I looked at Erica and nodded grimly. I had no doubt as I looked into her blank eyes that had she been left alone, she would have continued her assault on me. The only thing that had kept her from that was Stacy’s presence.
“You knew Robert wasn’t here. That’s why you came with me.”
It was her turn to nod now, and I shook my head at the strange turn my life had taken. As the teachers started to ask their questions, I feared that things were only going to get more complicated. I had been back in school for only half a day and I had already managed to piss off an angel and nearly get killed by my best friend’s ex-girlfriend. If this was how the rest of the year was going to be like, life was going to be very difficult indeed.
LIFE OR SOMETHING UNLIKE IT
The first time I could truly appreciate being eighteen was when I realized that the school didn’t have to call the hospital to inform Dad that I had been injured. It was a revelation of sorts that I could spare him—at least for a little while—the knowledge that once again, someone had tried to kill me.
Mr. Kenner, having heard the details of what had happened, seemed far more apologetic towards Stacy and I as he took Erica to his office to await the arrival of the police. It had been Stacy that demanded they were called as soon as a student could make it to the office to relay the message.
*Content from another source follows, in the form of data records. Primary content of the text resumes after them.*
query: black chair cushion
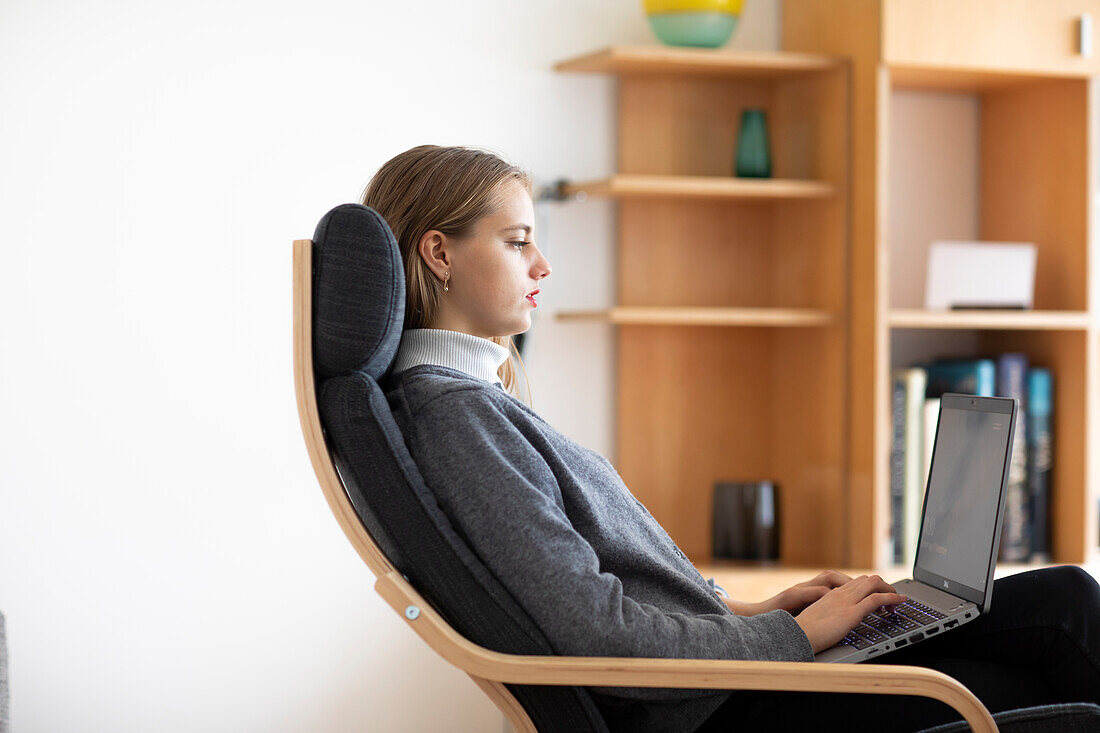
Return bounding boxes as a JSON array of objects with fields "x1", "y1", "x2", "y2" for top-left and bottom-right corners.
[
  {"x1": 921, "y1": 702, "x2": 1100, "y2": 733},
  {"x1": 312, "y1": 204, "x2": 405, "y2": 381},
  {"x1": 312, "y1": 204, "x2": 607, "y2": 733}
]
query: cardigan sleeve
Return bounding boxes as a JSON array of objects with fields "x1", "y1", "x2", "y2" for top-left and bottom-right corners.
[{"x1": 406, "y1": 387, "x2": 813, "y2": 697}]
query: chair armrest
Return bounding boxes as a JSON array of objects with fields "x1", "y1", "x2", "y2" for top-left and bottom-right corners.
[{"x1": 374, "y1": 571, "x2": 997, "y2": 733}]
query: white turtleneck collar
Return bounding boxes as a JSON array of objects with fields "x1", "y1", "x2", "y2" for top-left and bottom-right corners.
[{"x1": 393, "y1": 328, "x2": 508, "y2": 384}]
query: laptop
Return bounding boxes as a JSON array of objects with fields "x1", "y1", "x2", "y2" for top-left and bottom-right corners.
[{"x1": 814, "y1": 394, "x2": 1019, "y2": 663}]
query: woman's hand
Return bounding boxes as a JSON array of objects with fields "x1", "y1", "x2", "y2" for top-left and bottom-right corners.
[
  {"x1": 794, "y1": 576, "x2": 908, "y2": 654},
  {"x1": 724, "y1": 570, "x2": 851, "y2": 616}
]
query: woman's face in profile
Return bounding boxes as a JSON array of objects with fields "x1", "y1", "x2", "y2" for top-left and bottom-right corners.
[{"x1": 437, "y1": 182, "x2": 550, "y2": 338}]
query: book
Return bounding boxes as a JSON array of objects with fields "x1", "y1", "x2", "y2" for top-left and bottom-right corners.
[
  {"x1": 1026, "y1": 369, "x2": 1054, "y2": 562},
  {"x1": 889, "y1": 371, "x2": 905, "y2": 565},
  {"x1": 997, "y1": 353, "x2": 1032, "y2": 562},
  {"x1": 925, "y1": 359, "x2": 997, "y2": 397},
  {"x1": 897, "y1": 367, "x2": 927, "y2": 565}
]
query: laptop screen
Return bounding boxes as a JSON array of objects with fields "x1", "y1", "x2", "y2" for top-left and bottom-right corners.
[{"x1": 913, "y1": 395, "x2": 1015, "y2": 604}]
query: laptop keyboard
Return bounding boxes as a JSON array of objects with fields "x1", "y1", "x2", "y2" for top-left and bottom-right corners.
[{"x1": 837, "y1": 600, "x2": 944, "y2": 649}]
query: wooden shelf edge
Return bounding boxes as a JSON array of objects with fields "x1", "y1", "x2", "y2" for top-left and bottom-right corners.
[
  {"x1": 554, "y1": 306, "x2": 836, "y2": 327},
  {"x1": 564, "y1": 174, "x2": 836, "y2": 199},
  {"x1": 887, "y1": 308, "x2": 1091, "y2": 331},
  {"x1": 887, "y1": 64, "x2": 1092, "y2": 92},
  {"x1": 553, "y1": 45, "x2": 847, "y2": 77}
]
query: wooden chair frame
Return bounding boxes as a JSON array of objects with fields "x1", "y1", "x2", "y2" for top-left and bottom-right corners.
[{"x1": 294, "y1": 239, "x2": 998, "y2": 733}]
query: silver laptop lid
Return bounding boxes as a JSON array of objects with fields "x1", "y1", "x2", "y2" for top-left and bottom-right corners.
[{"x1": 913, "y1": 394, "x2": 1018, "y2": 613}]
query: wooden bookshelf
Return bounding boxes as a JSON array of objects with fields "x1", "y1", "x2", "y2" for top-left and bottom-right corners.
[
  {"x1": 554, "y1": 46, "x2": 844, "y2": 80},
  {"x1": 564, "y1": 175, "x2": 835, "y2": 199},
  {"x1": 889, "y1": 308, "x2": 1091, "y2": 331},
  {"x1": 556, "y1": 46, "x2": 849, "y2": 565},
  {"x1": 782, "y1": 0, "x2": 1100, "y2": 567}
]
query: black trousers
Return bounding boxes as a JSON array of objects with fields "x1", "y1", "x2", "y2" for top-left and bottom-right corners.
[{"x1": 699, "y1": 566, "x2": 1100, "y2": 733}]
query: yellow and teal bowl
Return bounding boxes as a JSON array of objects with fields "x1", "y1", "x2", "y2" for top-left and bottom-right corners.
[{"x1": 642, "y1": 0, "x2": 744, "y2": 48}]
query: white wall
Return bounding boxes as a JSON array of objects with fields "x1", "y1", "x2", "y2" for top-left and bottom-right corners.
[{"x1": 0, "y1": 0, "x2": 779, "y2": 733}]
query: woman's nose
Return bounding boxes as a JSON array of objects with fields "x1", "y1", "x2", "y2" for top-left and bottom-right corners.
[{"x1": 537, "y1": 252, "x2": 553, "y2": 280}]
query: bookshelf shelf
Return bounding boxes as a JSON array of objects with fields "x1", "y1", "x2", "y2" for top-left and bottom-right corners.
[
  {"x1": 564, "y1": 175, "x2": 836, "y2": 199},
  {"x1": 888, "y1": 308, "x2": 1090, "y2": 331},
  {"x1": 554, "y1": 46, "x2": 844, "y2": 79},
  {"x1": 782, "y1": 0, "x2": 1100, "y2": 567},
  {"x1": 556, "y1": 306, "x2": 836, "y2": 327},
  {"x1": 554, "y1": 46, "x2": 851, "y2": 566}
]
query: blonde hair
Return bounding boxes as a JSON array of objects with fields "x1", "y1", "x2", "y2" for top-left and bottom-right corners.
[{"x1": 362, "y1": 145, "x2": 531, "y2": 398}]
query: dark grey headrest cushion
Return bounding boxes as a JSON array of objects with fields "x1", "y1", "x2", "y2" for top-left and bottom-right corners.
[{"x1": 314, "y1": 204, "x2": 405, "y2": 381}]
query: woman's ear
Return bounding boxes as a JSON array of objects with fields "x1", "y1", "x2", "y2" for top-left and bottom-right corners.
[{"x1": 417, "y1": 229, "x2": 451, "y2": 280}]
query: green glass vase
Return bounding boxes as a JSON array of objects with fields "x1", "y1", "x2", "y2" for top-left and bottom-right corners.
[{"x1": 734, "y1": 109, "x2": 771, "y2": 178}]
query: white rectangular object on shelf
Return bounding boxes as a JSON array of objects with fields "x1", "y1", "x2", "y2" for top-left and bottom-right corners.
[{"x1": 924, "y1": 242, "x2": 1035, "y2": 310}]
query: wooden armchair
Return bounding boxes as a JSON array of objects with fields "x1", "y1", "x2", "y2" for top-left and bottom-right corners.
[{"x1": 294, "y1": 205, "x2": 998, "y2": 733}]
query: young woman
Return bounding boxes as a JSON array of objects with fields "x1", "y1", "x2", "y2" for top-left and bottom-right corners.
[{"x1": 363, "y1": 145, "x2": 1100, "y2": 731}]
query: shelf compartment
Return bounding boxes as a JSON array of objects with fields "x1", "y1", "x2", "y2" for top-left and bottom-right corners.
[
  {"x1": 564, "y1": 174, "x2": 836, "y2": 199},
  {"x1": 556, "y1": 306, "x2": 836, "y2": 328},
  {"x1": 888, "y1": 308, "x2": 1090, "y2": 331},
  {"x1": 554, "y1": 46, "x2": 845, "y2": 79}
]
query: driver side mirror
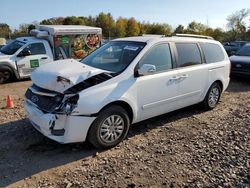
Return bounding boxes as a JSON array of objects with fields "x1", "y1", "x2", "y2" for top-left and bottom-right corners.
[
  {"x1": 17, "y1": 50, "x2": 31, "y2": 57},
  {"x1": 137, "y1": 64, "x2": 156, "y2": 76}
]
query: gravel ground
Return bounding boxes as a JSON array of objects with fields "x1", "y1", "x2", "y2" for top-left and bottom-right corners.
[{"x1": 0, "y1": 80, "x2": 250, "y2": 188}]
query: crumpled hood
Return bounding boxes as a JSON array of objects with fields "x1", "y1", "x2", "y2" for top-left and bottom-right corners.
[
  {"x1": 229, "y1": 55, "x2": 250, "y2": 63},
  {"x1": 31, "y1": 59, "x2": 106, "y2": 93},
  {"x1": 0, "y1": 52, "x2": 11, "y2": 61}
]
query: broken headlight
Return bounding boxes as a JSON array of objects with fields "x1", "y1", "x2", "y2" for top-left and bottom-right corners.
[{"x1": 56, "y1": 94, "x2": 79, "y2": 115}]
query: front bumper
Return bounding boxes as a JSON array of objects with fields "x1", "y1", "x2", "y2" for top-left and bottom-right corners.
[{"x1": 24, "y1": 100, "x2": 96, "y2": 144}]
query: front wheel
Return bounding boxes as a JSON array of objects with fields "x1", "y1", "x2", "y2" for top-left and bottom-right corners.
[
  {"x1": 203, "y1": 82, "x2": 222, "y2": 110},
  {"x1": 88, "y1": 105, "x2": 130, "y2": 149}
]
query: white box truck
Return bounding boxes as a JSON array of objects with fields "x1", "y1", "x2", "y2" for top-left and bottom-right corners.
[{"x1": 0, "y1": 25, "x2": 102, "y2": 83}]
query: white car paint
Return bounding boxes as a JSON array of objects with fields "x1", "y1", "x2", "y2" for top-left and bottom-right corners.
[{"x1": 25, "y1": 36, "x2": 230, "y2": 143}]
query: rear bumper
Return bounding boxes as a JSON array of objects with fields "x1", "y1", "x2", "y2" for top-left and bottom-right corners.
[
  {"x1": 231, "y1": 70, "x2": 250, "y2": 77},
  {"x1": 24, "y1": 100, "x2": 96, "y2": 144}
]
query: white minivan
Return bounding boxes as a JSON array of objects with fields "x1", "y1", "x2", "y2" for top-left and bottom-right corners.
[{"x1": 25, "y1": 36, "x2": 230, "y2": 148}]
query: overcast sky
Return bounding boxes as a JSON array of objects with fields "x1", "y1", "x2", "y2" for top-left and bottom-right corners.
[{"x1": 0, "y1": 0, "x2": 250, "y2": 29}]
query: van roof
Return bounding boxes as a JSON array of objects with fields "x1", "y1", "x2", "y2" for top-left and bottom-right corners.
[
  {"x1": 37, "y1": 25, "x2": 102, "y2": 35},
  {"x1": 114, "y1": 35, "x2": 218, "y2": 43}
]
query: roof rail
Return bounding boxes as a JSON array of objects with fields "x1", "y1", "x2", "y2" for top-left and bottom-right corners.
[
  {"x1": 174, "y1": 33, "x2": 214, "y2": 40},
  {"x1": 142, "y1": 34, "x2": 166, "y2": 38}
]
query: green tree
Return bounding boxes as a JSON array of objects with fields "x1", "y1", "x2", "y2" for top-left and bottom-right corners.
[
  {"x1": 0, "y1": 23, "x2": 11, "y2": 38},
  {"x1": 63, "y1": 16, "x2": 85, "y2": 25},
  {"x1": 174, "y1": 25, "x2": 185, "y2": 34},
  {"x1": 147, "y1": 23, "x2": 171, "y2": 35},
  {"x1": 28, "y1": 24, "x2": 36, "y2": 33},
  {"x1": 96, "y1": 12, "x2": 115, "y2": 38},
  {"x1": 186, "y1": 21, "x2": 207, "y2": 34},
  {"x1": 126, "y1": 18, "x2": 140, "y2": 36},
  {"x1": 85, "y1": 16, "x2": 96, "y2": 26},
  {"x1": 115, "y1": 17, "x2": 128, "y2": 37},
  {"x1": 40, "y1": 17, "x2": 64, "y2": 25},
  {"x1": 227, "y1": 9, "x2": 250, "y2": 40}
]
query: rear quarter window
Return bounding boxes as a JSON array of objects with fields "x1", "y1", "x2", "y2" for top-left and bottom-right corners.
[
  {"x1": 175, "y1": 43, "x2": 202, "y2": 67},
  {"x1": 200, "y1": 43, "x2": 225, "y2": 63}
]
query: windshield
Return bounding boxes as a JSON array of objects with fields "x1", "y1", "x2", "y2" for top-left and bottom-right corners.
[
  {"x1": 236, "y1": 44, "x2": 250, "y2": 56},
  {"x1": 0, "y1": 40, "x2": 25, "y2": 55},
  {"x1": 81, "y1": 41, "x2": 146, "y2": 73}
]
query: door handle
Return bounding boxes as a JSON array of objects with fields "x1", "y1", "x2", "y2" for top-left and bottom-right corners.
[
  {"x1": 170, "y1": 76, "x2": 180, "y2": 81},
  {"x1": 180, "y1": 74, "x2": 188, "y2": 78}
]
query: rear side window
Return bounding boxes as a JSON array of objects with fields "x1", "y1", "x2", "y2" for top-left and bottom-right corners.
[
  {"x1": 200, "y1": 43, "x2": 225, "y2": 63},
  {"x1": 140, "y1": 43, "x2": 172, "y2": 71},
  {"x1": 176, "y1": 43, "x2": 201, "y2": 67}
]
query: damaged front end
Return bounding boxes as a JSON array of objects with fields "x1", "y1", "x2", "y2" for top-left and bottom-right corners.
[{"x1": 25, "y1": 73, "x2": 112, "y2": 143}]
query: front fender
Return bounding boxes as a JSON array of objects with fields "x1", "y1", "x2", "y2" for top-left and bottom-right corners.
[{"x1": 74, "y1": 80, "x2": 138, "y2": 121}]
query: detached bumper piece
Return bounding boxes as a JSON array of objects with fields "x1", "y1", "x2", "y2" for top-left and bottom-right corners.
[
  {"x1": 25, "y1": 85, "x2": 63, "y2": 112},
  {"x1": 24, "y1": 99, "x2": 96, "y2": 144}
]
Graham and Stacy walked me to his car. He drove to the hospital while Stacy remained behind to give her account of what happened to the police. He parked crookedly in the emergency room lane, jumping out and nearly sliding across the roof of the car to get to my side. He opened the door and gingerly pulled me out, insisting on carrying me inside despite my protestations.
“Grace? Is that you?”
I turned my head to the familiar voice and smiled. “Dr. Ambrose! Yes, unfortunately, it is me. Again.”